We found 48 announcements of retailer customer service strategies, indicated by advertising campaigns emphasizing customer service. Using an event study, we documented a significant abnormal return of 1.09 percent, on average, to the announcement of a retailer’s customer service strategy. This abnormal return is higher than many others documented in the marketing literature, suggesting that service is one of the more valuable strategic marketing actions available to the firm. Campaigns which emphasized the retailer’s prices, merchandise breadth, or merchandise quality were found to be associated with negative abnormal returns, suggesting that retailers are punished when their advertising campaigns emphasize factors other than customer service.
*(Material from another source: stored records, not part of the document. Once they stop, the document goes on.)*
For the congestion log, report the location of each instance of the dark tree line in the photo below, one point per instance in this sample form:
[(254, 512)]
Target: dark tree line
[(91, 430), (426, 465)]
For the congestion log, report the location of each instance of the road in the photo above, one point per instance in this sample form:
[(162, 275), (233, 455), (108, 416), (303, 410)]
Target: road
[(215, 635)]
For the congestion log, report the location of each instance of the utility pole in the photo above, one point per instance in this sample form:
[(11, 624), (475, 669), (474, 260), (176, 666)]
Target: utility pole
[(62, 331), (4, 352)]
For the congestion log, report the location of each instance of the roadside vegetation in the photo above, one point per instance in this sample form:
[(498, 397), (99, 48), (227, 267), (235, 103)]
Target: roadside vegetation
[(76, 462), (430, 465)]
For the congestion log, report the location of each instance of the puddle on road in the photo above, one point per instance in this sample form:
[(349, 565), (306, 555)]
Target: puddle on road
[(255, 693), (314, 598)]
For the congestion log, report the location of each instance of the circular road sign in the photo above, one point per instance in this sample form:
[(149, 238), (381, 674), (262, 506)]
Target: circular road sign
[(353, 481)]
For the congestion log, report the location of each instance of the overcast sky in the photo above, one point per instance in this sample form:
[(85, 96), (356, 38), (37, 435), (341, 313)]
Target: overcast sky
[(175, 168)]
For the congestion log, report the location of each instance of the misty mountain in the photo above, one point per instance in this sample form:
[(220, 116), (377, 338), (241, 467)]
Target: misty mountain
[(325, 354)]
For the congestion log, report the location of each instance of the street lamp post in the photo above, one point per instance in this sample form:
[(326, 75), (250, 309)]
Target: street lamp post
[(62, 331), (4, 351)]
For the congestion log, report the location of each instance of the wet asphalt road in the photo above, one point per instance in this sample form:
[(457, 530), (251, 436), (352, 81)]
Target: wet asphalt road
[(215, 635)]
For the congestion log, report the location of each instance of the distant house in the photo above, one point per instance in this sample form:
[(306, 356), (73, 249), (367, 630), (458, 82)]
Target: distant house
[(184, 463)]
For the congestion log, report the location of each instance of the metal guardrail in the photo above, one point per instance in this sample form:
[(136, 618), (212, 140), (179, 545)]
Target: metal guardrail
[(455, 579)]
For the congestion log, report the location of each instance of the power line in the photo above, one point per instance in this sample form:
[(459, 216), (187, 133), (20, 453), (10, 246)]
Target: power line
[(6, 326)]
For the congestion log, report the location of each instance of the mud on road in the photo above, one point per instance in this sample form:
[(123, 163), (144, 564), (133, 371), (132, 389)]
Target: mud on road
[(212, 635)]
The role of the availability and reputation cues was tested through a cross-sectional analysis of the abnormal returns. Coders identified seven types of retailer customer service in the announcements: providing information, providing solutions, passionate customer service, empathic customer service, friendly customer service, shopping ease, and a general promise to take care of customers. Experiments were then used to capture proxies for the imaginability, vividness, and affect of each of these seven customer service types. Results indicated that aspects related to the perceived likelihood of service delivery explain significant variance in the abnormal returns. Retailer customer service which is easy to bring to mind and vivid customer service were found to generate greater shareholder value. We also found that the shareholder wealth from the retailer’s customer service is positively related to the firm’s reputation. 

For firms, our results suggest that investors (and consumers) only reward retailers for their customer service efforts when they can be confident that the service will be delivered. Thus, retailer promises of customer service which are vivid and easy-to-imagine (e.g., friendly service or a convenient shopping experience) create shareholder value. Promises involving difficult-to-imagine customer services (e.g., passionate service) are less credible, limiting the creation of shareholder value. Firms may want to reconsider difficult-to-imagine customer service activities due to the inherent consumer and investor skepticism of these claims. If firms highlight a difficult-to-imagine service, they should provide additional cues about their ability to provide the service, such as customer or employee testimonials or service performance guarantees. Further, firms should also consider the implications of the availability heuristic on service quality and customer satisfaction models based on the comparison of expectations to perceptions. Our results suggest that when a service is easy-to-imagine, expectations should be high, and consumers should be upset when delivery falls short. When a service is difficult-to-imagine, however, consumers may attenuate their negative reactions to service failure because successful service delivery was not certain.